And as a last warning, beware of the following: A google search on this recipe will likely bring up a photo that purports to be this dish. The photo looks appetizing, but don't be fooled. It's not this recipe, which, in contrast with the photo, turns out moderately saucy.

Ingredients
½ teaspoon ginger paste (grated ginger [$3.99 per pound] with a small amount of water added to make a paste)
1 teaspoon garlic paste (crushed garlic [$0.50 per bulb] with a small amount of water added to make a paste)
1 tablespoon lemon juice ($2.19 per 15 ounce bottle)
1 teaspoon red chile powder ($7.99 per pound of cayenne chile powder)
¼ teaspoon salt
1 pound shrimp, defrosted, washed and shelled (Kroger brand easy peel raw frozen white shrimp, 2 pound bag, 31-40 count; approximately $10.00)

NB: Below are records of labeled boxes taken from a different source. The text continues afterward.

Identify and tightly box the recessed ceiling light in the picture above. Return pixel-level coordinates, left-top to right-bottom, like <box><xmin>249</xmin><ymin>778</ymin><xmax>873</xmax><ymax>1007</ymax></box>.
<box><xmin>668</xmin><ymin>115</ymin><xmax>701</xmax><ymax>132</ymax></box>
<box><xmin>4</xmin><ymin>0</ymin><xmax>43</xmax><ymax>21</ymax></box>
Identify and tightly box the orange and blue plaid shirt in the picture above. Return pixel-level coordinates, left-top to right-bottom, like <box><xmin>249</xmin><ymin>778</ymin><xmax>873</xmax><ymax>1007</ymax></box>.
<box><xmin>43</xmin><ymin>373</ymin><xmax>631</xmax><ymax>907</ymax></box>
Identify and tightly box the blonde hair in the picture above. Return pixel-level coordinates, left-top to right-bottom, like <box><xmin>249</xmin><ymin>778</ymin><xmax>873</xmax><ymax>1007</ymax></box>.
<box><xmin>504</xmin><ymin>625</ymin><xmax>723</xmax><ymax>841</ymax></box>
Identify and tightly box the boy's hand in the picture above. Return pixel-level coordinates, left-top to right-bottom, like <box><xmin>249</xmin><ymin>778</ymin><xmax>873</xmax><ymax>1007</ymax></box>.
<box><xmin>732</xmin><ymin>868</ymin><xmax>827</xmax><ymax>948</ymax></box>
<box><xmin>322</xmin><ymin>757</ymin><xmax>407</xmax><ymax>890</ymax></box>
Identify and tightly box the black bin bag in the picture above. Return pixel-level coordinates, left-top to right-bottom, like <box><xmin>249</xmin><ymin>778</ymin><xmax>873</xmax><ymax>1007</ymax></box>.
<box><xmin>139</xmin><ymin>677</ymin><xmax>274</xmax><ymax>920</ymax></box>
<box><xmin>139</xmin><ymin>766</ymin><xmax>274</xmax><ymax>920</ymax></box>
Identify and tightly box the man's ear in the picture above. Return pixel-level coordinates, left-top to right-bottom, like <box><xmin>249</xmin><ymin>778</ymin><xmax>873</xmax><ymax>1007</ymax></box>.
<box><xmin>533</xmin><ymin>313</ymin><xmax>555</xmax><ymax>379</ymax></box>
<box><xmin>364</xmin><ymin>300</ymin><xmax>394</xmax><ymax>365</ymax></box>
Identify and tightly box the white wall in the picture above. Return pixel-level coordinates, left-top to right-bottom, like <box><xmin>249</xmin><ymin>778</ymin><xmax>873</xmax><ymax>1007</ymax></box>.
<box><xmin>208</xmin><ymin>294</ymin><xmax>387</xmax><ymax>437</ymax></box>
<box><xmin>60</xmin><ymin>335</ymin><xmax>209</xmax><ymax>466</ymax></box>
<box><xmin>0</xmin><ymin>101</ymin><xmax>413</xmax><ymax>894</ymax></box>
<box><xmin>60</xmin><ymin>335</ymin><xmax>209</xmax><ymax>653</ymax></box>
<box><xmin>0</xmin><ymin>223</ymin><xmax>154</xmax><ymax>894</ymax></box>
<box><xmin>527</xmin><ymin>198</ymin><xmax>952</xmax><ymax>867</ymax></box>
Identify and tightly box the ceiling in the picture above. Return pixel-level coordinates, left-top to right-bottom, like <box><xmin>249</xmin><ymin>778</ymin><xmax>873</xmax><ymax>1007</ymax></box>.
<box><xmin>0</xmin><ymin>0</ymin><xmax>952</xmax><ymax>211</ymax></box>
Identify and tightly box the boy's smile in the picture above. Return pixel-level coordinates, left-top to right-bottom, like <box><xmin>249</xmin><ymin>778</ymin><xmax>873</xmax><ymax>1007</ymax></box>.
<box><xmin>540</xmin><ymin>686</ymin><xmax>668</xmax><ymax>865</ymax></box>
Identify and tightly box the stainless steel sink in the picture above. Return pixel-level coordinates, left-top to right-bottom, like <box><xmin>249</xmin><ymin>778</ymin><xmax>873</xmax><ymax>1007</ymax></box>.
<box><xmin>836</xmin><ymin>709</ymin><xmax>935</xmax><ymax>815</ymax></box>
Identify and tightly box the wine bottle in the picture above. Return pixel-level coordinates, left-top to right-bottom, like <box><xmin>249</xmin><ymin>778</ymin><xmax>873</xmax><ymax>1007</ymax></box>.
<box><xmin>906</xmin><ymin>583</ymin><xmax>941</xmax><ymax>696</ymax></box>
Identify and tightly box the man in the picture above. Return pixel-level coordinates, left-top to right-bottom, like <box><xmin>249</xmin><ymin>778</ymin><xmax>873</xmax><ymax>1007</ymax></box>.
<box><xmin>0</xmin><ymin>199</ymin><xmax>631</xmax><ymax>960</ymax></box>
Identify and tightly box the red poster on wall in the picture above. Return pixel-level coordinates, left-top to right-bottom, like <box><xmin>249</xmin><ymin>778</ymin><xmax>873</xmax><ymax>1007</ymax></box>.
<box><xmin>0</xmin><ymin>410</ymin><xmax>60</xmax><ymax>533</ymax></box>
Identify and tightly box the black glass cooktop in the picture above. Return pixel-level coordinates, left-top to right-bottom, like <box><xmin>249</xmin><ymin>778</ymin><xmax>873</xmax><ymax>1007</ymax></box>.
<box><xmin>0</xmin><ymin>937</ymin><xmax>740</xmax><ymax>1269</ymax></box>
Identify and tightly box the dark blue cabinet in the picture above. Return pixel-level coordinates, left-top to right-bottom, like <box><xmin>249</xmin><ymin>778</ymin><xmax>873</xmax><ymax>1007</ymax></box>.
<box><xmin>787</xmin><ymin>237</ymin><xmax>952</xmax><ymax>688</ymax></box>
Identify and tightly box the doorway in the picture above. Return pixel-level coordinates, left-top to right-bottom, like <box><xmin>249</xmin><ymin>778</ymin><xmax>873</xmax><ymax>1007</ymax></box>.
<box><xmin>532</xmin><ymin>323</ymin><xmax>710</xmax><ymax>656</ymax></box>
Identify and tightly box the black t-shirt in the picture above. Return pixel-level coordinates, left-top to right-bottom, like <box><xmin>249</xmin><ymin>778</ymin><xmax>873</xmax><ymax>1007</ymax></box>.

4 tablespoon mustard oil (read-up on the health warnings for mustard oil before using it; otherwise, use extra-virgin olive oil)
2 tablespoon black mustard seed (rai) ($6.69 per pound)
6 garlic clove, finely chopped
20 fresh curry leaves (kari patta) ($1.00 per package containing several stems from the Fort Collins Rice & Spice Indian market)
1 medium-size onion, finely chopped
1-inch piece of ginger, grated
1 jalapeño chile, diced
1 medium-size tomato ($0.36, on sale), peeled and chopped
½ cup coconut milk ($1.59 per 13½-ounce can)
1 teaspoon black peppercorn, crushed using a mortar and pestle
¼ teaspoon salt

Procedure
Mix the ginger paste, garlic paste, chile powder, salt and lemon juice in a bowl. Add the defrosted shrimp. Marinade in the refrigerator for 15-60 minutes.

Meanwhile, heat the mustard oil in a pan on high heat until it starts smoking. Reduce the heat until smoking stops and oil reaches medium temperature. Add mustard seeds and stir. Add garlic and sauté. Add curry leaves and stir until the leaves become crisp. Add onion and sauté until light golden brown. Add ginger, green chiles and tomato. Sauté until fat starts to appear on the sides of the pan.

Add the marinated shrimp. Simmer until fully cooked. Add coconut milk, crushed black pepper and salt. Mix well, and simmer briefly. Check the seasoning and remove from heat.